James Rizzi, who grew up in Brooklyn, has been influenced by the lively and noisy city like no other Pop artist. Using the 3D technique he developed, he produced pictures that tell of the concrete everyday life of New York and, at the same time, are universally understood.

His art tries to bring a smile to the viewer's face, as the artist himself explained. Rizzi always saw himself as a lucky person favoured by fate, and it was precisely this luck that he sought to pass on with his art - just as lovers share their love with a bouquet of flowers.

3D screenprint, 1996. 350 copies, numbered, signed, dated and titled. Motif size: 41.5 x 66 cm. Sheet size: 55 x 80 cm. Size in frame 59 x 84 cm as shown.
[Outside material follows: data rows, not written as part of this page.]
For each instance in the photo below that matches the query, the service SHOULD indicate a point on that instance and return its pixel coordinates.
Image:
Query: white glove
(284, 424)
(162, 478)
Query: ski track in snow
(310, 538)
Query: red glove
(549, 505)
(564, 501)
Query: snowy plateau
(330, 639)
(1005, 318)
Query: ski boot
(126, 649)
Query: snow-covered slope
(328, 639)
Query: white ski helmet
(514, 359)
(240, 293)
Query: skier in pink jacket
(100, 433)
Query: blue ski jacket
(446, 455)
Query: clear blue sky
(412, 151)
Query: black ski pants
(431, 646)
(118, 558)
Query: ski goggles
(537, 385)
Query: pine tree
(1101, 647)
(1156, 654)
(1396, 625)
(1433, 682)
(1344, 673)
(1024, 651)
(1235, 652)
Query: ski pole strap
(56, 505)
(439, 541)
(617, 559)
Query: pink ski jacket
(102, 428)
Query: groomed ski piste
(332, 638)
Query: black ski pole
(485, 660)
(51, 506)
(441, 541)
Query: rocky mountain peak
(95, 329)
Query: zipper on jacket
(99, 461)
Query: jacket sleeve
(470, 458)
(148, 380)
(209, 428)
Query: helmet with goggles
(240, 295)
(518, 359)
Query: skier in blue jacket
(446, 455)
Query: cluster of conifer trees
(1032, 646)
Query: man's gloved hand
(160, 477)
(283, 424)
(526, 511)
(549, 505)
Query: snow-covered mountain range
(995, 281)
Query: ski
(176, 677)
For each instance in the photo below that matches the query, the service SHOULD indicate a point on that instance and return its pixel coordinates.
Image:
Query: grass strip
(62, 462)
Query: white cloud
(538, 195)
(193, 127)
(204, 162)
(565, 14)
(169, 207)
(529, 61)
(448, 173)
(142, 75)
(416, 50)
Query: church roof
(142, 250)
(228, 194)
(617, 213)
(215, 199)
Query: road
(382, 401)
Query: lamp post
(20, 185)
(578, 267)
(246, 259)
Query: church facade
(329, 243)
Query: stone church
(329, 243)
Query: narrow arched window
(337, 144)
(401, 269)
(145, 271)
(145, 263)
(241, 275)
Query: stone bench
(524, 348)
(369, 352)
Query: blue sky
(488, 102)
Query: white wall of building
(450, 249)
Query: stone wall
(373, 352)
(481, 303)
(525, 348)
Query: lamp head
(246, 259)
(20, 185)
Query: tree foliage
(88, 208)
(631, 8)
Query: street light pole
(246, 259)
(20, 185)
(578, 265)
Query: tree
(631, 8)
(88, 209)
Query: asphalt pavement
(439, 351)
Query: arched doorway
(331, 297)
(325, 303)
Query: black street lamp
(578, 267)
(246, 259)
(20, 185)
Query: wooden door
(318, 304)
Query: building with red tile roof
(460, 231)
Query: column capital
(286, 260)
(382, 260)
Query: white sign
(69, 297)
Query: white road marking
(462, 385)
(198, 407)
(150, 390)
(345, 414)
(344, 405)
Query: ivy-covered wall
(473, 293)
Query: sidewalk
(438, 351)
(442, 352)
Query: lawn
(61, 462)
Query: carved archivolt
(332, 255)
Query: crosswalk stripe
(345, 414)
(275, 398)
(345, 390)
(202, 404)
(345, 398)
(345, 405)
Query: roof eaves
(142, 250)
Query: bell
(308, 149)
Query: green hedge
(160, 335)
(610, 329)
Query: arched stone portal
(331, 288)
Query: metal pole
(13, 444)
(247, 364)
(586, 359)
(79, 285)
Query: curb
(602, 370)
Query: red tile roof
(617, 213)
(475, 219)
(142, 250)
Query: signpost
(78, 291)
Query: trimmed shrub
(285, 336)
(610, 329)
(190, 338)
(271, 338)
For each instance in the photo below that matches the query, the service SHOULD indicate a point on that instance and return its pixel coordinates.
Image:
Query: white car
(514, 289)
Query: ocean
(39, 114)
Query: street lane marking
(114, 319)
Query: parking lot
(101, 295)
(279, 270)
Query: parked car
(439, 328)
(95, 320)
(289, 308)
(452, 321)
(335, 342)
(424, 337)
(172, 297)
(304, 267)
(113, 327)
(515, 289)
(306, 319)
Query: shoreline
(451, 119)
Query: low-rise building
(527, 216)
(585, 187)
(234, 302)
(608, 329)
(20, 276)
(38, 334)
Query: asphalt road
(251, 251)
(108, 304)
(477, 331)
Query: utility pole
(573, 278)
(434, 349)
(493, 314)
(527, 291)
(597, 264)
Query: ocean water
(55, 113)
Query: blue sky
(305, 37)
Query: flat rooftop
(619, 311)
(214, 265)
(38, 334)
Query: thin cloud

Portrait of the artist James Rizzi

About James Rizzi

1950-2011 - Painter and graphic artist, New York pop artist

His friends called him Jimmy, and he looked like that nice boy next door. Despite university studies and academic training in painting, etching, lithography and sculpture, James Rizzi miraculously managed to keep the positive traits of children alive within himself: Childlike curiosity, naive joie de vivre, fun with the colourful and the games of the kids with whom he painted dreary house walls. This and many other traits made his works so likeable and popular. Jimmy was a real child of the melting pot of New York before he became famous with his 3D prints.

The painter, graphic artist and sculptor James Rizzi was born in 1950 in Brooklyn, New York, where he also spent his entire childhood. Rizzi initially attended business school at the University of Florida in Gainesville. Gradually, however, changed his major to art and finally graduated in 1974 with a degree in painting, graphic arts and sculpture.

In the first years after his college, Rizzi sold his prints and paintings on the streets outside the Museum of Modern Art and the Metropolitan Museum. In 1977, James Rizzi was asked to present some of his works in the collective exhibition "Thirty Years of American Printmaking" at the Brooklyn Museum, in which Andy Warhol, Jim Dine and Roy Lichtenstein also participated. Since then, he has participated in countless solo and group exhibitions and celebrated successes all over the world.

In addition to consumer merchandise such as T-shirts, hats and ties, James Rizzi has also realised numerous projects. Volkswagen, for example, was able to get ahold the artist for the new release of the "Beetle", as well as the publishing house Brockhaus for its current encyclopaedia. To celebrate the 40th anniversary of the airline Condor, Rizzi designed the outer surface of a Boeing 757 in an exotic pattern ("Rizzi-Bird") that put travellers in the right mood for their holidays. Music posters, CD covers and even the Atlanta Olympics benefited from his cheerful images. The first and only "Happy RIZZI House" was built in Braunschweig as part of the EXPO 2000.

Rizzi's colourful 3D graphics from the world of sport are rare and coveted collector's items with upside potential. For example, the painting "New York Marathon for all" was published in 1997 for a price of US$ 4,500 and was traded at over US$ 15,000 after only 5 years - other paintings achieved even higher increases in value!

He was one of those artists whose ambition was only to create a world of their own with their art. On the occasion of his 60th birthday in October 2010, Rizzi's world's largest exhibition in Bremen (until 4 July 2011) showed just how successful he was.

James Rizzi, who for many years had been regarded as the legitimate successor to the New York Pop Art legends Andy Warhol and Keith Haring, lived and worked in New York's Soho district until his sudden death in December 2011.